Half of Republic’s voters support border checks, according to poll

The latest survey show Sinn Féin supporters backing checkpoints on the north-south frontier

The Department of Justice has denied that gardai will be assigned to physically police the border with Northern Ireland
There is support in the Republic for checks on the border.

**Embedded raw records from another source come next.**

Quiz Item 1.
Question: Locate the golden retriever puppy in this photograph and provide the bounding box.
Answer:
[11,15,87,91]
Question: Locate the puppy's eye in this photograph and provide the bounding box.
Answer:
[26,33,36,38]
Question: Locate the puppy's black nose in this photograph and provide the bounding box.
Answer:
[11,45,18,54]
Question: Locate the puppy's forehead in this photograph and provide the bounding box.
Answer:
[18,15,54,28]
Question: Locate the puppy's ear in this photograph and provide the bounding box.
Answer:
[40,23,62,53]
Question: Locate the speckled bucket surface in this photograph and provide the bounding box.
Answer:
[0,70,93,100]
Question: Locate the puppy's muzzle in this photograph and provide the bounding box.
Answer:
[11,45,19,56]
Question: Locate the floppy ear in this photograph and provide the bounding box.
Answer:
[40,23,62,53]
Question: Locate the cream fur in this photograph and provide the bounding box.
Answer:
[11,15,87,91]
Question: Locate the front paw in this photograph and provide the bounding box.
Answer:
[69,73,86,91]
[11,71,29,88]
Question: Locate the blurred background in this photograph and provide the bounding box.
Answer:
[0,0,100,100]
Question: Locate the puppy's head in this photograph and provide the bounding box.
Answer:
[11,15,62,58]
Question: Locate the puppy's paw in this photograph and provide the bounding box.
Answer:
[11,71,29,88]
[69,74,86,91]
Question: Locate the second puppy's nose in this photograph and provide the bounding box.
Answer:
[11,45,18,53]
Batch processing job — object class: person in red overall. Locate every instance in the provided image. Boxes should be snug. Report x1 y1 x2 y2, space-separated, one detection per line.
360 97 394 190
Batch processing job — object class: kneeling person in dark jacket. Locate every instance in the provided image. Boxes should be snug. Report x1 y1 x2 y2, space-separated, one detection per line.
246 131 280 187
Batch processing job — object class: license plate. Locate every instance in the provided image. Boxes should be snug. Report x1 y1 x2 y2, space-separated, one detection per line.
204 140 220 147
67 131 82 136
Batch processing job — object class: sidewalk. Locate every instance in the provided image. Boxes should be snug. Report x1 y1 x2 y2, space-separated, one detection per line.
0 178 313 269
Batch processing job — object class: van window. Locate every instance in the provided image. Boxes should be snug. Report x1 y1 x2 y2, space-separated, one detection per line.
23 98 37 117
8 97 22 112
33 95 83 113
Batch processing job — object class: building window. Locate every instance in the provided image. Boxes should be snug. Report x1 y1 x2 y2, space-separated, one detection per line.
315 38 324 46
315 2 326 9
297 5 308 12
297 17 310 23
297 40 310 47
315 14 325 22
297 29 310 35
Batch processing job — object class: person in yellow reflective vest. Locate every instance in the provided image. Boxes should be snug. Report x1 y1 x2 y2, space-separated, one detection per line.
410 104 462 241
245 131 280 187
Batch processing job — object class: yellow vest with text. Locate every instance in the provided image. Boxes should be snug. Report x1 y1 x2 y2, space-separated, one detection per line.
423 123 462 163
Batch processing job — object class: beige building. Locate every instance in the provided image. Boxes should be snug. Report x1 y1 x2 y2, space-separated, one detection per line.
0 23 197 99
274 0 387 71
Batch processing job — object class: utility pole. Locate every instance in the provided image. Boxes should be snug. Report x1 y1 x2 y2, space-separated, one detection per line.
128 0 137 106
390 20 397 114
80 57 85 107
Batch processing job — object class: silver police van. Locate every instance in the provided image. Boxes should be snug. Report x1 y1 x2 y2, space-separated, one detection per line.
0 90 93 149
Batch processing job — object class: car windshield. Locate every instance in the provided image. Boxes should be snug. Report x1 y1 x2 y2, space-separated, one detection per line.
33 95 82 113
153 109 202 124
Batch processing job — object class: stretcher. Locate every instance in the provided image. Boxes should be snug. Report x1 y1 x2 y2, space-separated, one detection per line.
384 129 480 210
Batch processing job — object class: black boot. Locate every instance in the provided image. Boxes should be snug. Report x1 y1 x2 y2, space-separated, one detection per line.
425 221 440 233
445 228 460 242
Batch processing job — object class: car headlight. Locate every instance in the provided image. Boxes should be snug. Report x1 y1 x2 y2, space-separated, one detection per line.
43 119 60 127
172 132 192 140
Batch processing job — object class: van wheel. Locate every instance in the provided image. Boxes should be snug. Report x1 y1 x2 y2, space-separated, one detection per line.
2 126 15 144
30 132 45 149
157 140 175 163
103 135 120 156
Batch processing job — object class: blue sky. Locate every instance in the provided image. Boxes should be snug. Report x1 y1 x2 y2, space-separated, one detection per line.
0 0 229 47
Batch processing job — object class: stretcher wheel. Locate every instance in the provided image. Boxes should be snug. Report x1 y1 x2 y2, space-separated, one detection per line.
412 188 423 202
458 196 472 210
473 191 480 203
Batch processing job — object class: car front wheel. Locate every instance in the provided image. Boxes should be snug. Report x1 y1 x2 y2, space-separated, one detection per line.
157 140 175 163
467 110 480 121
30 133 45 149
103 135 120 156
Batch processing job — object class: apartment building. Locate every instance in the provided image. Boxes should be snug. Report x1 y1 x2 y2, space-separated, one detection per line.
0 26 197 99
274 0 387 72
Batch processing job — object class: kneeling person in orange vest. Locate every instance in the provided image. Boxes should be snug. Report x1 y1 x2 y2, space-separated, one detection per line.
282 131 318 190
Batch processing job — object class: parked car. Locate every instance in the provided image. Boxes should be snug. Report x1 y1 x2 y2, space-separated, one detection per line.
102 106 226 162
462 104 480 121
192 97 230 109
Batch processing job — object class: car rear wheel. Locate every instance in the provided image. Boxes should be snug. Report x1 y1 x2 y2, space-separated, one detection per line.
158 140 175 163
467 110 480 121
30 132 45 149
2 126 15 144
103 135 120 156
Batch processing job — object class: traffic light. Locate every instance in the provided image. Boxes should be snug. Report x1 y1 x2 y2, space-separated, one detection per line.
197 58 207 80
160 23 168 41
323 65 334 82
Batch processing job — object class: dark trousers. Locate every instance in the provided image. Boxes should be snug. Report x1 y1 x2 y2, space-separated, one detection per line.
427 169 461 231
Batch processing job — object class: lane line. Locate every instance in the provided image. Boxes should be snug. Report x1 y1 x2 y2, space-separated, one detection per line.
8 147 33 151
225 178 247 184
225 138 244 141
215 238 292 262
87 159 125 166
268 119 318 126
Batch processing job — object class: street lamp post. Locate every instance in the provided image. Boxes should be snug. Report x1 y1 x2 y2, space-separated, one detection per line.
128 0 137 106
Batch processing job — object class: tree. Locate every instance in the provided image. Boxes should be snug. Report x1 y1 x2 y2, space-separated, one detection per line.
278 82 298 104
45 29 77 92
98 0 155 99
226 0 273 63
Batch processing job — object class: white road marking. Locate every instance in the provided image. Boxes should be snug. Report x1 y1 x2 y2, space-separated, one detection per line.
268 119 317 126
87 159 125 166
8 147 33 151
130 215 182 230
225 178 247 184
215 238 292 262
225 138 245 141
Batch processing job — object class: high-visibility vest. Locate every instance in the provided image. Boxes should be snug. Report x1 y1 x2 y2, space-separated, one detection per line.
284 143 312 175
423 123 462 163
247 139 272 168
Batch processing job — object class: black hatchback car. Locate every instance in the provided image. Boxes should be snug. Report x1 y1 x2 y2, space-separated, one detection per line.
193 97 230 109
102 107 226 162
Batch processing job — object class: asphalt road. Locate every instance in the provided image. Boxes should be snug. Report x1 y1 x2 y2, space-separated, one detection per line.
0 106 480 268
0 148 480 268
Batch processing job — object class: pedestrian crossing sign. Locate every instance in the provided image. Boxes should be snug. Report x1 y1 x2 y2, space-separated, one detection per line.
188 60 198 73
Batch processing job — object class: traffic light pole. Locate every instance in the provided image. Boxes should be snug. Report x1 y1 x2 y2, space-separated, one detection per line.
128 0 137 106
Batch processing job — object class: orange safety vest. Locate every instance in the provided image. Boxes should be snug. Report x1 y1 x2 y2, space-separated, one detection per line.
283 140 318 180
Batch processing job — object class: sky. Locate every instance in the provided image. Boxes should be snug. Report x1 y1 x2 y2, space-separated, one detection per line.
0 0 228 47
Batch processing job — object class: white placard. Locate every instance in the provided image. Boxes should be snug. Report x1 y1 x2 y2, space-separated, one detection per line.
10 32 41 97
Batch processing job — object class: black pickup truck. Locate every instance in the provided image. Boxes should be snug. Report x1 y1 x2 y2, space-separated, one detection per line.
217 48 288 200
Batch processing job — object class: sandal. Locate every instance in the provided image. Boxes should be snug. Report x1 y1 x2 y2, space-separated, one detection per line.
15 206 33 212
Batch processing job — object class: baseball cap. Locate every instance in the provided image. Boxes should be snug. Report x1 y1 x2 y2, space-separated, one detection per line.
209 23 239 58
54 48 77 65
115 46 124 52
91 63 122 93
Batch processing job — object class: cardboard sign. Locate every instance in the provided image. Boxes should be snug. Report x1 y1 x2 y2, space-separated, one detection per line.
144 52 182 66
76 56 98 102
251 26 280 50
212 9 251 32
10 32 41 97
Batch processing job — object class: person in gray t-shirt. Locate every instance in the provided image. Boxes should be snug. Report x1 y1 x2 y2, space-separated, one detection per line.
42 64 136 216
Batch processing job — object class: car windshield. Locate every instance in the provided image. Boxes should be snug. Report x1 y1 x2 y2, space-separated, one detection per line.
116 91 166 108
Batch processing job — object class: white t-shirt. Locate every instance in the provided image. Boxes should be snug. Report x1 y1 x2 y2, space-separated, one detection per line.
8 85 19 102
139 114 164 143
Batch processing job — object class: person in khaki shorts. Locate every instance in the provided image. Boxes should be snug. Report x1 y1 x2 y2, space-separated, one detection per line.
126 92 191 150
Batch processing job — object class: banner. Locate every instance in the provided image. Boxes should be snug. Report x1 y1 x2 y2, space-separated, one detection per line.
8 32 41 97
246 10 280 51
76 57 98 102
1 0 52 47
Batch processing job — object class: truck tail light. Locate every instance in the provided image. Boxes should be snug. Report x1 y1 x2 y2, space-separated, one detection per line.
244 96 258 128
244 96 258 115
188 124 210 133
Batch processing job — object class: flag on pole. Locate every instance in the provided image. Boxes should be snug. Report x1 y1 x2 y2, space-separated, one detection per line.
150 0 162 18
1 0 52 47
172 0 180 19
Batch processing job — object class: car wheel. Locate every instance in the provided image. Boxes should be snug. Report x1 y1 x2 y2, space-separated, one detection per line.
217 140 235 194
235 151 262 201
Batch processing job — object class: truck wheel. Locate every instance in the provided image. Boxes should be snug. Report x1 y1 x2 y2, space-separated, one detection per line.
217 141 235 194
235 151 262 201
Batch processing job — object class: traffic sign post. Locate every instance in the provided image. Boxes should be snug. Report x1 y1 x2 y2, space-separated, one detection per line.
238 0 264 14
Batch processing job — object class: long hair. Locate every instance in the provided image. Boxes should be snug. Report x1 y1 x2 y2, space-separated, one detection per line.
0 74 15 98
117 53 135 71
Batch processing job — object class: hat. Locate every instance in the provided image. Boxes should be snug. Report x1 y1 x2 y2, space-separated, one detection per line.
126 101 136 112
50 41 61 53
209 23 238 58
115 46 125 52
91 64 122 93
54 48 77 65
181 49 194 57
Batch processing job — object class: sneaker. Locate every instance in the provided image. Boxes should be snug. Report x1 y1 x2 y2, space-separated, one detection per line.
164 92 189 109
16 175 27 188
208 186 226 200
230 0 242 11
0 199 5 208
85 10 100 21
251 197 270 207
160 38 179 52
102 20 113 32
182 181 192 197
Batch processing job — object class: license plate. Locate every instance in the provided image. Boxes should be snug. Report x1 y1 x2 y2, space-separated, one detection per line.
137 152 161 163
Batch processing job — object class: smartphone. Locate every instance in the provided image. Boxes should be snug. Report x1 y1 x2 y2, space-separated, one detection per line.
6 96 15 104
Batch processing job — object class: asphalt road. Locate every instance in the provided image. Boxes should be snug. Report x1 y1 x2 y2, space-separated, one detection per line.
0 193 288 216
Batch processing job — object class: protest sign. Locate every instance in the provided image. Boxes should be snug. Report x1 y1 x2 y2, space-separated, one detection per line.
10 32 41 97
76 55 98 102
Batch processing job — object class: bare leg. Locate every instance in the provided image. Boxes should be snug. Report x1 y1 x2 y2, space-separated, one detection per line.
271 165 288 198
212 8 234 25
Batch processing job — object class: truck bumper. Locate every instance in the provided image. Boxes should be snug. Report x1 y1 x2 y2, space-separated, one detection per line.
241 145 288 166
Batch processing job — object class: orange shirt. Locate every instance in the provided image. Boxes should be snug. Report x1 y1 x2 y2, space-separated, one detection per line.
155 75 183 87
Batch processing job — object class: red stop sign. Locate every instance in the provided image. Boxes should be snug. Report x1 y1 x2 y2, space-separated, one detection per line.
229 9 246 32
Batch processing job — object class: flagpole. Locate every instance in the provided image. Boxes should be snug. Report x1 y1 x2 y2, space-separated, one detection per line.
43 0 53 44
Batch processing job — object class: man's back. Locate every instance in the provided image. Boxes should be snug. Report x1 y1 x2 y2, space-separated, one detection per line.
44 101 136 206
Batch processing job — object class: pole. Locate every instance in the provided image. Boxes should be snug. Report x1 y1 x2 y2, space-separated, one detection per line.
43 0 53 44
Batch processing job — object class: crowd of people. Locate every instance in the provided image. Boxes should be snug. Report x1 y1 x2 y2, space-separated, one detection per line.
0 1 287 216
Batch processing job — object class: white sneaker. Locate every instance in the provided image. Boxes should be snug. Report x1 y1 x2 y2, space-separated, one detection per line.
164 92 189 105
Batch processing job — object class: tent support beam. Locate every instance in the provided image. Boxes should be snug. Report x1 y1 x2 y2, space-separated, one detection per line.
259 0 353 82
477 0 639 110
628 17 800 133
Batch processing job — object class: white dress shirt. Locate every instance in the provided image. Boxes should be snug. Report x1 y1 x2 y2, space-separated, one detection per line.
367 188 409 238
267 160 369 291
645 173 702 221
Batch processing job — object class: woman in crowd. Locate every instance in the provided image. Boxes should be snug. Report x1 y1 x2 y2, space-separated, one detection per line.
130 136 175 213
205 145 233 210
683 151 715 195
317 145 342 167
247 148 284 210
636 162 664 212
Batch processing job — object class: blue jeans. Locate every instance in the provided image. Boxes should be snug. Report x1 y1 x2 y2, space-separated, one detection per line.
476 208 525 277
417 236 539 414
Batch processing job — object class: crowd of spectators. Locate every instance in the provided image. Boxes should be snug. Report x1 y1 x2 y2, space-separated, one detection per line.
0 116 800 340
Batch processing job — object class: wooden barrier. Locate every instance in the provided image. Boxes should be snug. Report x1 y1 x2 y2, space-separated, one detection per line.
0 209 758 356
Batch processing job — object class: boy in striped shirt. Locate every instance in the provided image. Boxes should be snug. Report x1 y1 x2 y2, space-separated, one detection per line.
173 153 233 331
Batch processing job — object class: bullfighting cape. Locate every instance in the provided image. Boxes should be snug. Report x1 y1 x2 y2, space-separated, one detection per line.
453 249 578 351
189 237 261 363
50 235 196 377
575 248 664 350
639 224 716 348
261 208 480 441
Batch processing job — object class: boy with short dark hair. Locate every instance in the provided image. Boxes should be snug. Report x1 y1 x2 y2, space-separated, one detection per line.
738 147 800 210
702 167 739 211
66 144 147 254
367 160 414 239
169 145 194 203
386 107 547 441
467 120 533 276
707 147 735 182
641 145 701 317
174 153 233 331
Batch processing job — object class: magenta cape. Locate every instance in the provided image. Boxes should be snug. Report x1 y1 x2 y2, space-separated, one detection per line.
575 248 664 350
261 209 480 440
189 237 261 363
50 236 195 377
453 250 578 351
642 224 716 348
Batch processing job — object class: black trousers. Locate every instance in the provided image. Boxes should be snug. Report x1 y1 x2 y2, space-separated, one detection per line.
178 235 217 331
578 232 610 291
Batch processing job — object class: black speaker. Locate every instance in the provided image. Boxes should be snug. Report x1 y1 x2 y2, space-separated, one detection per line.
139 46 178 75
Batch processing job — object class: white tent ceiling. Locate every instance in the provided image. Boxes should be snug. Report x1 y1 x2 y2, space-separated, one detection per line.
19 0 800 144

PICTURE: BRIAN LAWLESS/PA (Brian Lawless/PA)

Half of voters in the Republic, including a majority of Sinn Féin supporters, want checkpoints on the border to limit the number of asylum seekers coming from the north, according to an opinion poll.

The survey also shows strong support in the south for a ‘Rwanda-style’ policy to deter migrants.

An overwhelming 82% of people questioned want immigrants who have crossed the border into the Republic from Northern Ireland to be deported back to the UK.

The latest Sunday Independent/Ireland Thinks opinion poll was conducted in a week which saw the Dublin and London governments embroiled in a row over immigration.

The vast majority of respondents (72%) believe Justice Minister Helen McEntee’s claim that 80% of recent immigrants have arrived in the Republic, from Britain, via the north.

Minister for Justice Helen McEntee has come in for criticism
The Republic's Minister for Justice Helen McEntee

The poll finds 50% want checkpoints on the border to deter migrants – a move some 52% of Sinn Féin voters would support.

The research found 40% support for a policy similar to that planned by the Tories in the UK which aims to deport migrants to Rwanda, with 42% opposing such a proposal and 17% unsure.

The Irish government and Sinn Féin have firmly ruled out checkpoints on the border and a Rwanda-style policy.

However, the public is divided on the proposed EU Migration and Asylum Pact — 36% say the Republic should join, 31% are against, and 33% are unsure.

Sinn Féin intends to vote against the coalition government’s proposal to opt the Republic fully into the EU pact because Mary Lou McDonald’s part argues that the south must “retain sovereignty” over our immigration system.

Sinn Féin’s divergence from the government on the issue has seen the party double its lead over Fine Gael in the past month — with Fianna Fáil, which won 27% of the vote in the last local elections, now facing the prospect of losing up to 100 seats in the local elections next month.

Polling on the state of the parties has Sinn Féin up three points to on 29%; Fine Gael down two on 19%; independents up two points on 19%, and Fianna Fáil unchanged on 16%.

The Social Democrats lead the smaller parties with an unchanged 6%, ahead of the Green Party on a stable 4%, Aontú down one point on 3%.

As an issue of concern, immigration (41%) is up 15 points in a month, second only to housing (54%), down five points, and well ahead of healthcare 29%, down two points.